Chun and his successor Roh Tae Woo are in jail, charged with corruption and leading a mutiny in 1979 to seize control of the army. Both could face the death penalty. "They are traitors who stole power, and I'm glad they're now getting what they deserve," said Kang Min Jo, the head of a victims' organization in Kwangju whose son was beaten to death during the bloodbath.
Colombian president under fire
Scores of workers and students marched in the streets of
Bogotá January 24 demanding the resignation of Colombian
president Ernesto Samper. Samper faces growing pressure to
resign following former defense minister Fernando Botero's
televised assertion that the president knowingly accepted
more than $5.8 million from the Cali cocaine organization
for his 1994 campaign. "Samper has done nothing but lie to
the world," said Enrique Gómez, a Conservative Party
senator calling for his immediate resignation. Samper has
denied the accusations and instead proposed a national
referendum over whether he should resign.
The resignations of several other government officials have rocked Samper's regime. Agusto Galán announced January 23 he was quitting his job as minister of health. Samper announced January 25 the resignations of the ambassador to Argentina, Víctor Ricardo, and the ministers of transportation and foreign trade, Juan Gómez and Luis Alfredo Ramos respectively.
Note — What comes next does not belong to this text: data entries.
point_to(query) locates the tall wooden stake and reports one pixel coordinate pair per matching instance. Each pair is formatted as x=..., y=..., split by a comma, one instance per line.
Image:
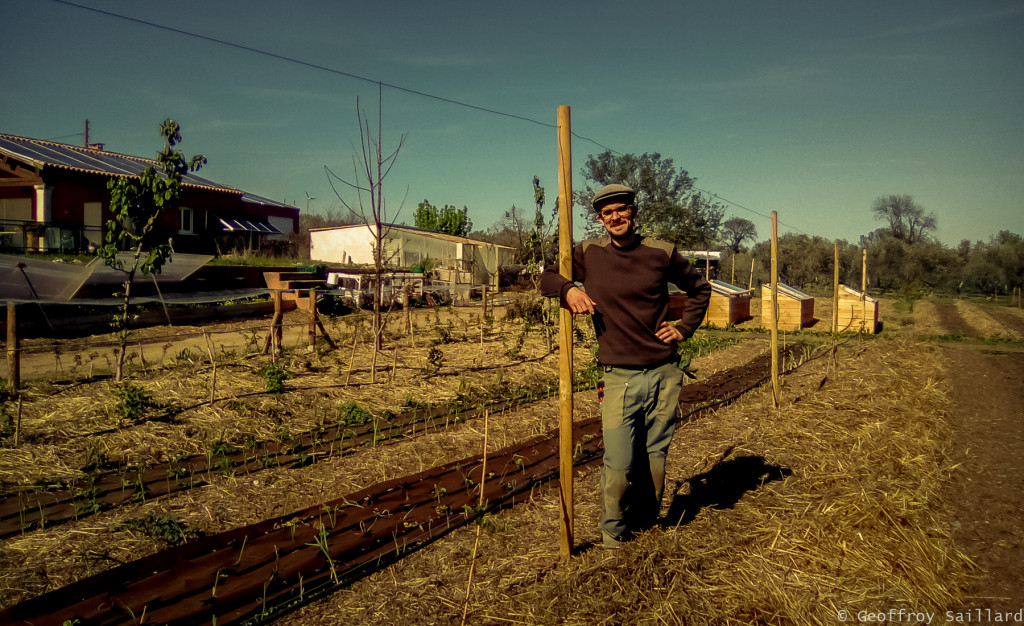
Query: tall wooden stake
x=13, y=353
x=863, y=291
x=774, y=308
x=311, y=331
x=836, y=288
x=565, y=330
Colombia's ambassador to Venezuela, Francisco Posada, left his post and returned to Bogotá January 24.
Record arrests of Mexicans
Mexico City television reported January 18 that U.S.
authorities had broken the record for the number of
undocumented workers arrested at the U.S.-Mexico
border - more than 2,100 in one day - since Washington's new
strategy to halt so-called illegal immigration went into
effect. On January 17, Alfonso Primitivo Ríos Vázquez, a
leader of the Labor Party in Mexico's Chamber of Deputies,
called for the Clinton administration to remove its troops
from the Mexican border. It is "a serious violation of
international law and an act of open hostility," he said.
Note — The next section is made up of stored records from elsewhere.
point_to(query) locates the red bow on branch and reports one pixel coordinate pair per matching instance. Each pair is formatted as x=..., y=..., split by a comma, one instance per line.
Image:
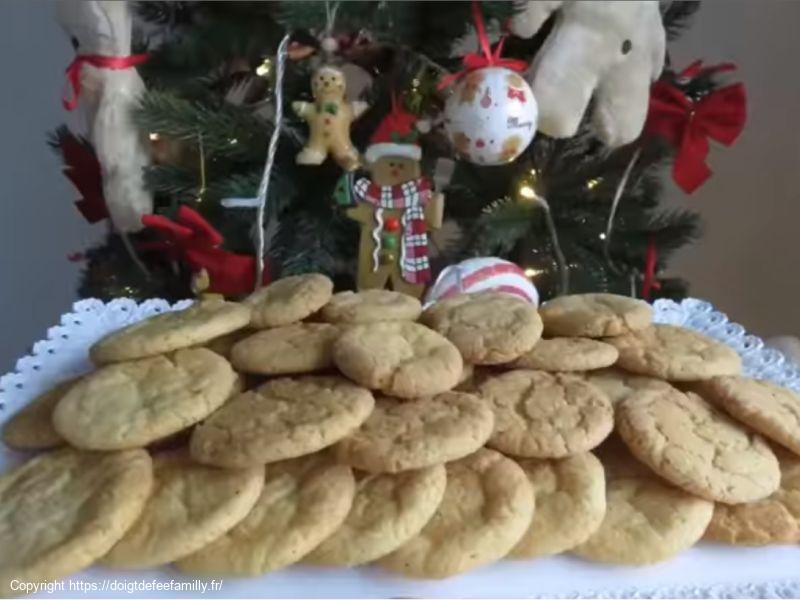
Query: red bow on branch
x=99, y=61
x=688, y=124
x=474, y=61
x=191, y=239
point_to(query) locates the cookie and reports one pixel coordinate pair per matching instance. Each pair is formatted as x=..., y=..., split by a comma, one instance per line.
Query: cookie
x=594, y=315
x=198, y=324
x=546, y=415
x=486, y=509
x=617, y=384
x=398, y=358
x=771, y=410
x=570, y=504
x=31, y=428
x=399, y=436
x=696, y=447
x=297, y=348
x=488, y=328
x=288, y=300
x=675, y=354
x=774, y=520
x=191, y=505
x=388, y=510
x=283, y=418
x=646, y=520
x=369, y=306
x=304, y=500
x=59, y=512
x=129, y=405
x=568, y=354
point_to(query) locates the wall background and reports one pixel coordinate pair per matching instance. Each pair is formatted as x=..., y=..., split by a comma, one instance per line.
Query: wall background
x=746, y=263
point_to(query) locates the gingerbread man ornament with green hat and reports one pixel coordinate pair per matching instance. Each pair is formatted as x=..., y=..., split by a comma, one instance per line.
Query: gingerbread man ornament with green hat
x=396, y=207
Ríos Vázquez told the Chamber of Deputies that Mexican immigrants have been victims of discrimination and human rights violations. In addition, he stated, U.S. president Bill Clinton has used the immigration issue as part of his electoral strategy to win elections in the Southern states.
Border town in crisis
The devaluation of the Mexican peso in December 1994
sent border cities like Calexico, California, reeling. After
falling to half its original value overnight, the weak peso
has led to a reduction in retail sales and jobs there. The
peso now stands at 7.5 to the U.S. dollar, compared to the
3.5-to-1 ratio before that devaluation.
The 1995 jobless rate soared to 41 percent in Calexico, largely because of the high number of unemployed retail workers. Laredo, Texas, a border town of 163,000, had an unemployment rate of 14 percent in 1995, while Brownsville, Texas, with a population of 300,000, had a jobless rate just under 12 percent. The national average in the United States is 5.3 percent.
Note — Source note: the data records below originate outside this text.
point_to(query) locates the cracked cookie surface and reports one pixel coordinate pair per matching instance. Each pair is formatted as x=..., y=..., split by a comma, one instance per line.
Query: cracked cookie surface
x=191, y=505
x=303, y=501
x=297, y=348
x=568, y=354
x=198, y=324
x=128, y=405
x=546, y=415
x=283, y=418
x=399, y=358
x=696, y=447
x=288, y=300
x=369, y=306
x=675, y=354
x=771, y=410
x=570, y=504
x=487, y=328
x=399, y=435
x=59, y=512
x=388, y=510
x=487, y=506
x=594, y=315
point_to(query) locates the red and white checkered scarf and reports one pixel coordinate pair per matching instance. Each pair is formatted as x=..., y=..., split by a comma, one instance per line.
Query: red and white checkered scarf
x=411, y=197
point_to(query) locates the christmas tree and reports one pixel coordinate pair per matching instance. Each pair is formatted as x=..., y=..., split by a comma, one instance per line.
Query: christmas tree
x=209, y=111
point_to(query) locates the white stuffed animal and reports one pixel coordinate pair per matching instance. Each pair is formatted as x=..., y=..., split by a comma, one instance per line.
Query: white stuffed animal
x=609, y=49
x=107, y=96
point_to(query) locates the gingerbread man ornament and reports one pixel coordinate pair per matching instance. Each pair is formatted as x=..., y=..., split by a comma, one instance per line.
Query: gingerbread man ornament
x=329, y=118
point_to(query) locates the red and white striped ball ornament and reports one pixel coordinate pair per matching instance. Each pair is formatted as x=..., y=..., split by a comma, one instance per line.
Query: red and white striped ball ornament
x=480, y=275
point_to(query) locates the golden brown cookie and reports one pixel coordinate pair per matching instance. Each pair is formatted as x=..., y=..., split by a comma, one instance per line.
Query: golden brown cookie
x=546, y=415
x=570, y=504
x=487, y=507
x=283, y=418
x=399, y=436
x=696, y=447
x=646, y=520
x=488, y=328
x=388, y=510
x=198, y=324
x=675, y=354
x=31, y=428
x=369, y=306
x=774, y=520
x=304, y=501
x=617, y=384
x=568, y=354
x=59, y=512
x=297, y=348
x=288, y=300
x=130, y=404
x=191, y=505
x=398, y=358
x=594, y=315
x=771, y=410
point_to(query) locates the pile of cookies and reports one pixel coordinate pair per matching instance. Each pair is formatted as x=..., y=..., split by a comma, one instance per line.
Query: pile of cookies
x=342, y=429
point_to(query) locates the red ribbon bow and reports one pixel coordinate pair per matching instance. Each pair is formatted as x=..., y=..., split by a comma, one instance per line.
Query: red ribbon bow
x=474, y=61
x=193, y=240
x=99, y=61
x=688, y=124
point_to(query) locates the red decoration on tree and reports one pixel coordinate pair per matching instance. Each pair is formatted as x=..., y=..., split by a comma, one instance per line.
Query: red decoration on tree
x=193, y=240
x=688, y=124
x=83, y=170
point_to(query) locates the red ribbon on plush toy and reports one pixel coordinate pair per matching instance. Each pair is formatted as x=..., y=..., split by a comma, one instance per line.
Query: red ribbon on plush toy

Interviews with inmates banned
J.P. Tremblay, a spokesperson for the California Youth
and Adult Correctional Agency, told the San Francisco
Chronicle December 28 that state prison authorities are now
barring all reporters from conducting face-to-face
interviews with inmates. Tremblay said the ban went into
effect in October 1995 and was temporary. Some states, such
as Indiana, already have such restrictive policies,
prohibiting interviews if a news organization has "offended"
prison officials.
Lowell Bergman, producer of the CBS News program "60 Minutes," said his request to interview California inmate Geronimo Pratt, a former Black Panther leader, was rejected a few months ago. The Department of Corrections "said he's only allowed one media interview every six months, and he had already been interviewed by Fox (television) in June," Bergman reported, according to the Chronicle. Pratt, who was railroaded to prison in 1972, has won broad support, and several news organization have published or broadcast stories on his behalf.